G-protein-coupled receptors (GPCRs) are the most important class of drug targets. GPCRs are the biggest family of cell surface receptors and represent approximately 4-5% of the protein-coding human genome. Several physiological functions are carried by them, including neurotransmitters and hormone receptors. They are vital indicators of disease and can be used to diagnose and predict. Furthermore, GPCR targeting drugs comprise more than half of all current drugs, including 25 percent of the top 100 best-selling drugs.

                                                               

 GPCRs are one of the most challenging protein targets in structural biology due to their extremely dynamic nature and their ability to exhibit different conformational states during their interactions with ligands and modulating proteins. This protein superfamily consists of more than 800 members, and only a small number of unique structures have been reported. The obtained structures represent a single conformational state, while GPCRs are highly dynamic. Some GPCRs are orphans, meaning their natural substrate ligands or agonists are unknown.

GPCRs are abnormally expressed by cancer cells. Tumorigenesis requires an urgent demonstration of which GPCRs are altered by which ligands and identifying their associated downstream signalling mechanisms. GPCRs represent the most important drug targets, but their applications as cancer targets remain underexploited to the extent that few anticancer agents that interfere with GPCR-mediated signalling are used in clinical practice. There is some evidence suggesting that GPCRs can serve as effective cancer treatment targets.

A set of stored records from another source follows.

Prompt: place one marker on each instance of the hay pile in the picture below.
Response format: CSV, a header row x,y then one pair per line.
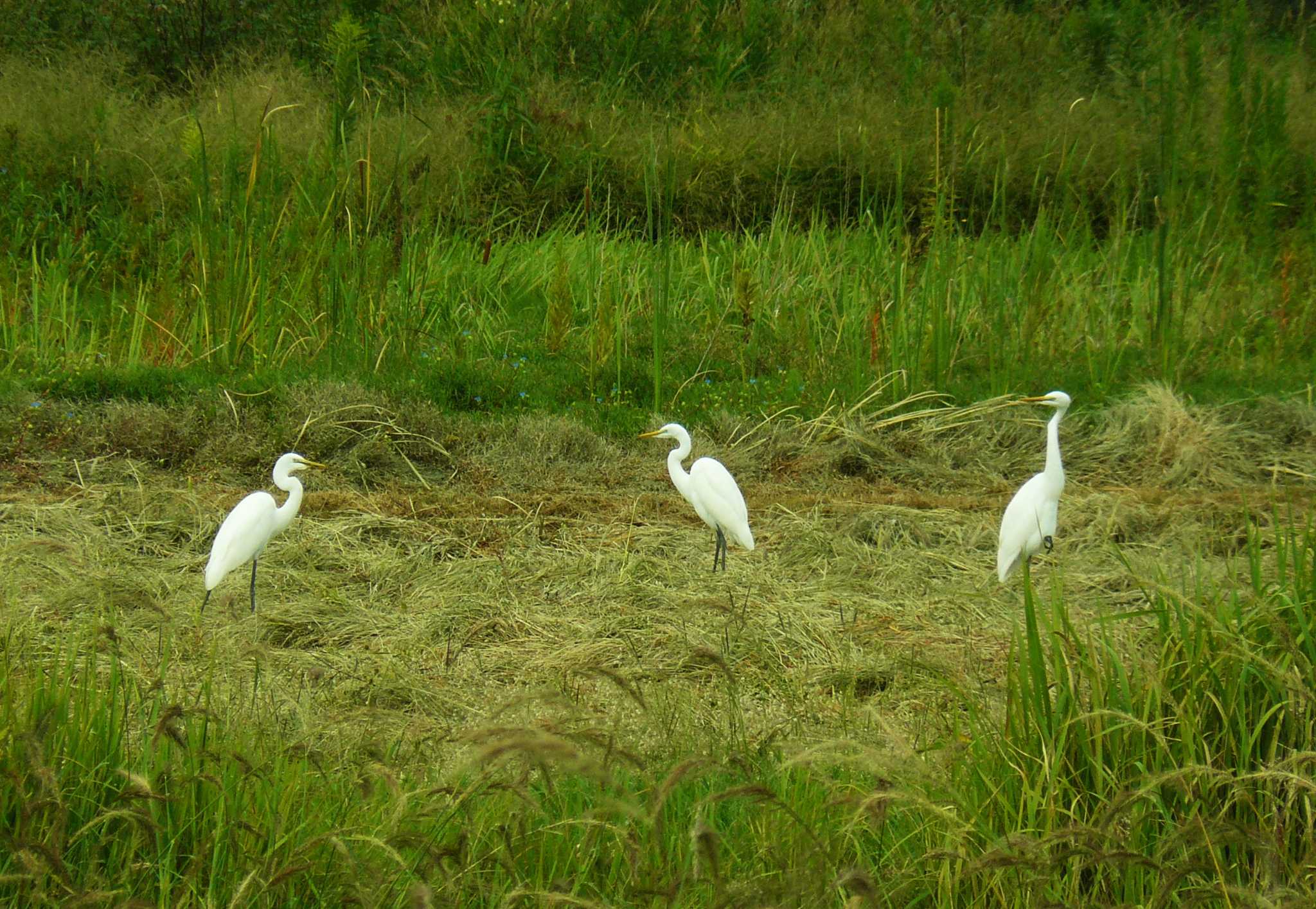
x,y
449,574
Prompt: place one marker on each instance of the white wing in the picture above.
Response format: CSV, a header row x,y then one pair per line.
x,y
715,488
244,534
1022,528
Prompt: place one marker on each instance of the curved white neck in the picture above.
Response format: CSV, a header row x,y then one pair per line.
x,y
285,513
1054,472
679,478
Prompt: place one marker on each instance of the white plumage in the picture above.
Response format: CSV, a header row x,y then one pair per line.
x,y
1031,516
252,522
711,490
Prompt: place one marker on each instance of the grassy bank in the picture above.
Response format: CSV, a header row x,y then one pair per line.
x,y
490,666
1083,197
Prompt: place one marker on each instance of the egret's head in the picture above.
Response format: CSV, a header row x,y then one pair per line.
x,y
670,430
292,462
1058,400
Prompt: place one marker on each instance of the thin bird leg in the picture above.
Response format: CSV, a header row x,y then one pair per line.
x,y
253,585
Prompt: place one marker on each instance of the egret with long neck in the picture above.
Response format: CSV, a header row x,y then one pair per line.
x,y
1031,516
711,490
252,522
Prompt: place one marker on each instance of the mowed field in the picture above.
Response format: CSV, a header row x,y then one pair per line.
x,y
527,600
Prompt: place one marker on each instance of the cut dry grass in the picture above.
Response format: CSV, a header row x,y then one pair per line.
x,y
491,662
447,567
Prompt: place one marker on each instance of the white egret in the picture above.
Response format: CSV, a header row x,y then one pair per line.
x,y
1029,520
252,522
711,490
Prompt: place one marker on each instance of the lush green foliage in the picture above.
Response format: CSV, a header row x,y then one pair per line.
x,y
641,200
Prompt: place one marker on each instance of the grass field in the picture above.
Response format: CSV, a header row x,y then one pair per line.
x,y
491,666
463,254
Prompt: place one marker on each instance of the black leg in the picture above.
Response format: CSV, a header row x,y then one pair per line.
x,y
253,586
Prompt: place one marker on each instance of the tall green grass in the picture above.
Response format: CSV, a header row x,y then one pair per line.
x,y
1160,755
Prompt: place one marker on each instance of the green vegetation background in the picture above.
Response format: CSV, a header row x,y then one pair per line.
x,y
683,207
611,208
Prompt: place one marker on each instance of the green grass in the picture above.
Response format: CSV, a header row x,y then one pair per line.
x,y
488,660
1117,200
1161,753
463,253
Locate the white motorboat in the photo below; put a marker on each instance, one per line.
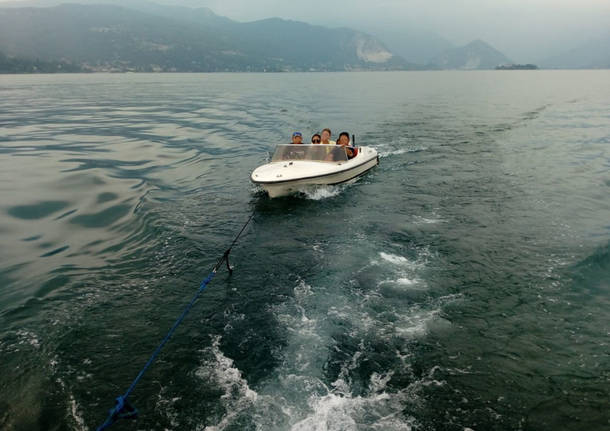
(293, 167)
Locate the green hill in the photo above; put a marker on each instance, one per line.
(166, 38)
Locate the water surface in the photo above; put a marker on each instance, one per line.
(462, 284)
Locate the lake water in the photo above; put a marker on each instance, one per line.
(463, 284)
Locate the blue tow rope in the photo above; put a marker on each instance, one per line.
(122, 408)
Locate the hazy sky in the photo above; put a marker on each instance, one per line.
(525, 30)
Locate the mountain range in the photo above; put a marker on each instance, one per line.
(140, 35)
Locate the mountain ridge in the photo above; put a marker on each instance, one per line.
(115, 38)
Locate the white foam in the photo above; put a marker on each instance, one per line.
(237, 394)
(339, 411)
(76, 415)
(401, 151)
(321, 192)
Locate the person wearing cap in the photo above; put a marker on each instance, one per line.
(344, 142)
(326, 134)
(297, 138)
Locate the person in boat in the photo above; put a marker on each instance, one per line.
(326, 134)
(297, 138)
(344, 142)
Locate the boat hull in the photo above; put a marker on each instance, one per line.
(287, 187)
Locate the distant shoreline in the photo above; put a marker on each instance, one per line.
(289, 72)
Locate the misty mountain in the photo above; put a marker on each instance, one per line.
(594, 54)
(151, 37)
(24, 65)
(416, 45)
(475, 55)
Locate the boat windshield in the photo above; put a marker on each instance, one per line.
(316, 152)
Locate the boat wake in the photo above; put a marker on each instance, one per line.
(326, 379)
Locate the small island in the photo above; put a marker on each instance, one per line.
(517, 67)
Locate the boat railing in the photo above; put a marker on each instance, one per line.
(310, 152)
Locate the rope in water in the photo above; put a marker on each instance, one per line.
(122, 408)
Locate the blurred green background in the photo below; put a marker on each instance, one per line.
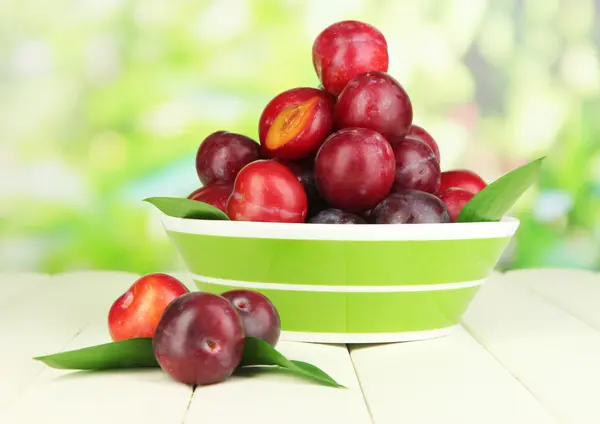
(104, 103)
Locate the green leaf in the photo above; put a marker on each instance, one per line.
(138, 353)
(258, 353)
(494, 201)
(187, 208)
(131, 353)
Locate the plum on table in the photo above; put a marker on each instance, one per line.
(199, 339)
(136, 312)
(259, 315)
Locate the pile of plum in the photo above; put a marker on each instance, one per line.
(345, 153)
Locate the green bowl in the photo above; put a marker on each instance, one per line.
(347, 283)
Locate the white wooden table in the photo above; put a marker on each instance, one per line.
(528, 353)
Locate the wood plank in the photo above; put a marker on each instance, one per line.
(450, 380)
(555, 355)
(277, 398)
(14, 285)
(575, 291)
(75, 397)
(46, 319)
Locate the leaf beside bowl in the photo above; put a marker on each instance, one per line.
(187, 208)
(493, 202)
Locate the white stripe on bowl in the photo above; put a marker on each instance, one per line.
(366, 232)
(343, 289)
(409, 336)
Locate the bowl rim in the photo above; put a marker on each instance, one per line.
(504, 228)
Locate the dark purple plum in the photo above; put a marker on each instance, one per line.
(410, 207)
(223, 154)
(305, 172)
(199, 339)
(354, 169)
(336, 216)
(417, 168)
(259, 315)
(376, 101)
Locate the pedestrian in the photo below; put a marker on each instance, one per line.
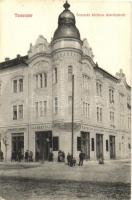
(68, 158)
(30, 156)
(1, 155)
(101, 159)
(81, 158)
(63, 155)
(26, 156)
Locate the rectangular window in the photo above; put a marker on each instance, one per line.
(112, 117)
(41, 108)
(92, 144)
(45, 80)
(56, 143)
(45, 107)
(111, 95)
(99, 88)
(20, 110)
(70, 104)
(15, 86)
(21, 85)
(41, 80)
(69, 73)
(56, 105)
(37, 81)
(0, 89)
(36, 108)
(78, 143)
(55, 75)
(99, 114)
(107, 145)
(14, 112)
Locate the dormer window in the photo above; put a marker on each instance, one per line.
(41, 80)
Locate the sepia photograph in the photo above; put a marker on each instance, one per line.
(65, 99)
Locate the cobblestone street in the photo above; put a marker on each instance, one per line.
(58, 181)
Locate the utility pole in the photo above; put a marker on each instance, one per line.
(72, 139)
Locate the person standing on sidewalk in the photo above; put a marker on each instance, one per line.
(81, 158)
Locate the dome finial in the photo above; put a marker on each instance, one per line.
(66, 5)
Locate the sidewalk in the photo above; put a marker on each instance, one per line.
(111, 171)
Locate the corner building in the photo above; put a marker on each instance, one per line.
(36, 100)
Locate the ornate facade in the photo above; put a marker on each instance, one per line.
(36, 100)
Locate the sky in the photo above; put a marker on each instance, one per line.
(110, 37)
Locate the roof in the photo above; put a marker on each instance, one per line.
(13, 62)
(106, 73)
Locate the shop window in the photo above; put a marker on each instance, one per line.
(92, 144)
(56, 143)
(78, 143)
(14, 112)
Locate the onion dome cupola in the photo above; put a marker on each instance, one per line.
(66, 25)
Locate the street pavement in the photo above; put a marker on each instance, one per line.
(58, 181)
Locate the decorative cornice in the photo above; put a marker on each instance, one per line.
(14, 62)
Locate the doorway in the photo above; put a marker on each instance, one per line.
(85, 144)
(43, 140)
(112, 147)
(17, 146)
(99, 145)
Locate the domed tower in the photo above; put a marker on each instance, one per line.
(66, 48)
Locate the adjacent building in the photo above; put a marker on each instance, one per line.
(36, 100)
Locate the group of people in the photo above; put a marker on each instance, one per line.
(18, 156)
(71, 161)
(28, 156)
(61, 156)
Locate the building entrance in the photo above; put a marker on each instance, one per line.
(43, 140)
(112, 146)
(85, 144)
(99, 145)
(17, 146)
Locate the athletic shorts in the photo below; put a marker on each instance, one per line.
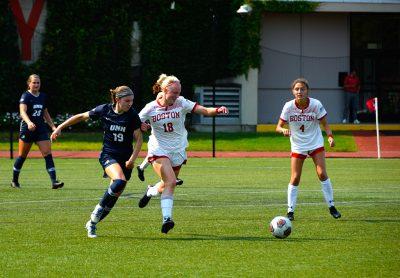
(33, 136)
(177, 158)
(108, 159)
(303, 155)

Knowing the conformational changes that occur during GPCRs’ functional dynamics and understanding how they function will probably facilitate the development of new targets and novel treatments for cancer patients. On the other hand, ML can be applied as an AI technique for drug discovery and cancer research by analysing big data obtained by computational techniques. However, this type of sophisticated function requires the use of computational techniques extensively.